Friday, September 5, 2008

Give Me Money

A persistent problem Peace Corps volunteers face in Madagascar, as in probably all developing countries, is the expectation that since you are white, you have money to hand out to people. During training we were taught to say that Peace Corps provides technicians, not money, and that I can help them with business skills and money management so that they can make or save more money themselves. In theory, this is a great concept, and obviously one I support being that I am donating time, not cash, myself. But in practice, when the average wage here is $1/day (and even less in other parts of Madagascar) and prices are increasing as they are everywhere, rallying people to help themselves is more difficult than the grassroots model of affecting change through community development would seem.

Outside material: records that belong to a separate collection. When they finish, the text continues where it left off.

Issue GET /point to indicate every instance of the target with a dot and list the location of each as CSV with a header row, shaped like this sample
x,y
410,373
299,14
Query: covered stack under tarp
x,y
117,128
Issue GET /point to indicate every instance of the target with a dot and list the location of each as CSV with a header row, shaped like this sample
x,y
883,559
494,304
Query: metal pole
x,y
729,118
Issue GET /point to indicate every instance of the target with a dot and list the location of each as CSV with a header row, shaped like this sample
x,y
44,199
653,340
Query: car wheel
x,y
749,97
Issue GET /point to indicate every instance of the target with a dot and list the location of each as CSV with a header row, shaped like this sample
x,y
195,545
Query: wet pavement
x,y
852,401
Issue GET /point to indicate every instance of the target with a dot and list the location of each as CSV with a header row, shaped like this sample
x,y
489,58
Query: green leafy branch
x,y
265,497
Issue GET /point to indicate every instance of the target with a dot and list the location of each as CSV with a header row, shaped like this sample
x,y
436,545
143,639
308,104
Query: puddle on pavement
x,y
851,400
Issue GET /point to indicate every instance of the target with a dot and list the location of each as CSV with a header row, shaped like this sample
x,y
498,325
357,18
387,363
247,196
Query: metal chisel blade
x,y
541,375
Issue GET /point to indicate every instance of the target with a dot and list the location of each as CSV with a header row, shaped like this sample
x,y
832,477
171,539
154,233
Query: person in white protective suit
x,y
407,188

Arriving back at site, fresh from vacation where we watched breaching whales from the shore, and motivated to implement some of the tools I learned during In Service Training, I excitedly told Philbertine and Prisca that I could now start work and mentioned that I learned about some funding sources as well. Peace Corps is very careful not to tell us about funding sources until IST so that we can honestly tell people that we can't just supply money, and our villages get used to us as workers, not suppliers.

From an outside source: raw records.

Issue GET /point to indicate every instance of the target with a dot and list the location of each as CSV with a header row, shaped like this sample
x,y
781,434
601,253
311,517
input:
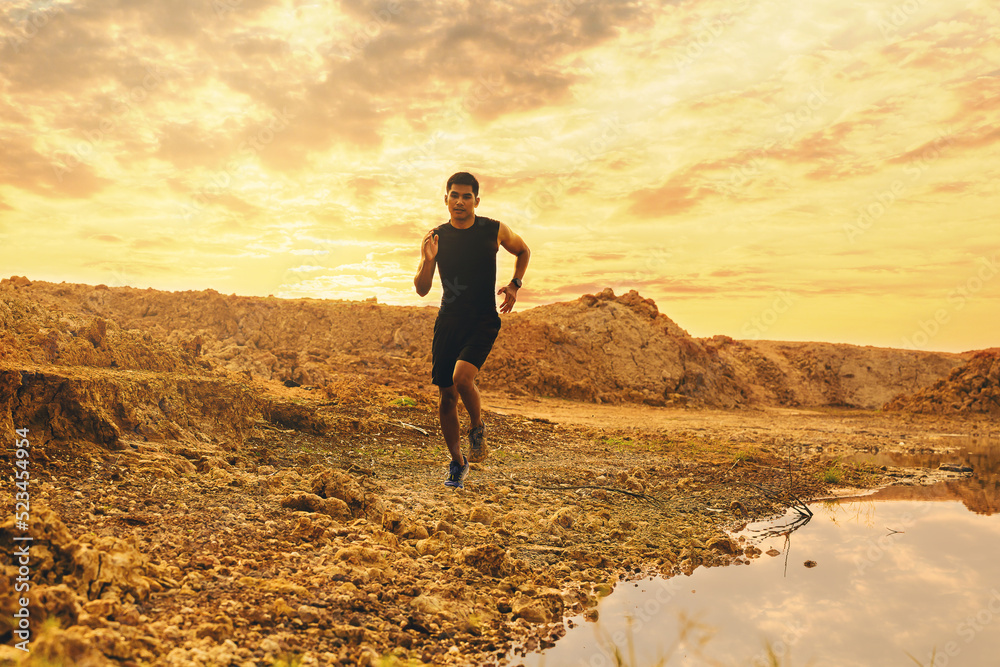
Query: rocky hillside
x,y
817,374
609,349
601,348
973,387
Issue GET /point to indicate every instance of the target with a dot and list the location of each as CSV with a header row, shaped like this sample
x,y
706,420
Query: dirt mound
x,y
973,388
599,348
91,583
112,408
301,341
608,349
796,374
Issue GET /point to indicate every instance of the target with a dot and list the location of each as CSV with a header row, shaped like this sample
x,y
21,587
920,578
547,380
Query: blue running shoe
x,y
477,444
457,474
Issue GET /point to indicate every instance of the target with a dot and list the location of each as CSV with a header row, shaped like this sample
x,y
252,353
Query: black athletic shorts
x,y
467,338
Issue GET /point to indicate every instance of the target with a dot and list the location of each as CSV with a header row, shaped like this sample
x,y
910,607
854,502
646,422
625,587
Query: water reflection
x,y
981,493
891,579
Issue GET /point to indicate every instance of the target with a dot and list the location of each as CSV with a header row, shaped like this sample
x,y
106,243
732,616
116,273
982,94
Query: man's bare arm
x,y
516,246
428,260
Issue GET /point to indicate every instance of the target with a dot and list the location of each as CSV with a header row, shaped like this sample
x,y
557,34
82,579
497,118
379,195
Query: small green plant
x,y
404,402
833,475
287,660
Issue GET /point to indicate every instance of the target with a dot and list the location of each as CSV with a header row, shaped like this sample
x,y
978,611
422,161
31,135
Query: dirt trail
x,y
189,508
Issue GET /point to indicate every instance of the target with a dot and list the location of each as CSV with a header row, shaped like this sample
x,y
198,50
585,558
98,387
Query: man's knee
x,y
464,376
449,398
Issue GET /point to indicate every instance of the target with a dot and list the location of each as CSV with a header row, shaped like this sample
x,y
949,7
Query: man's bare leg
x,y
448,413
465,384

My language skills are still nowhere near fluent, and I had difficulty trying to explain the various programs, but was able to at least say that there is money that we can apply for that helps with projects, but there needs to be an actual written project, not just a general request for money.

Prisca asked what program could help with her charity work which supplies food, clothing and hygiene products to poor and orphaned kids in our commune. I tried to tell her that there were funds out there, but that a project had to show it could be sustainable. So, for instance, we could apply for money if we wanted to start a community garden to supply food to the needy kids or we could start a business club targeting orphaned girls which helps them start small businesses to run during vacation so that they can pay their school fees. While my efforts in Malagasy were not this fluid, Prisca seemed to understand my point that we can’t just apply for money or materials as handouts to all the poor kids in the commune, like we tried to do earlier. (Before I left for training, Prisca and I filled out a request from an organization called Friends of Madagascar that distributes donated items from the States to pretty much any Peace Corps volunteer who requests them. There are things like toothbrushes and soccer jerseys and these things are available on a first come-first served basis. The list of available supplies is a hodgepodge of items donated at the whim of Florida residents: 56 toothbrushes, for example, 2 Sanibel Beach Club t-shirts, and a few ziplocks of travel-size shampoos. Prisca and her association and I went through the list and circled the items we could use and I went on my way. Before I left for Tana, Prisca came to my house with supporting documents for the application: a letter about the association, a copy of their formal registration, and lists of every single needy kid in the commune. There were hundreds of names.)

So, Prisca is used to asking for donations for her work, but did seem to embrace the idea of sustainability, and made comments during my painful and halting explanation of the possible projects to show she understood. She said, in effect: That’s all well and good, and we should do projects like that, but the hungry season starts next month and if we don’t give food to these kids, they won’t eat.

So, what do you do?

For Sarah Palin to imply that community organizers don’t have actual responsibilities highlights the incredible chasm between bureaucracy and activism in the sphere of public service. She has absolutely no concept of the incredible vision, energy and outlook required to affect change in people’s lives, especially when faced with such immediate and persistent poverty. I certainly don’t have it.

Those skills, along with the endless amount of solitude, makes this the hardest job I’ve ever had.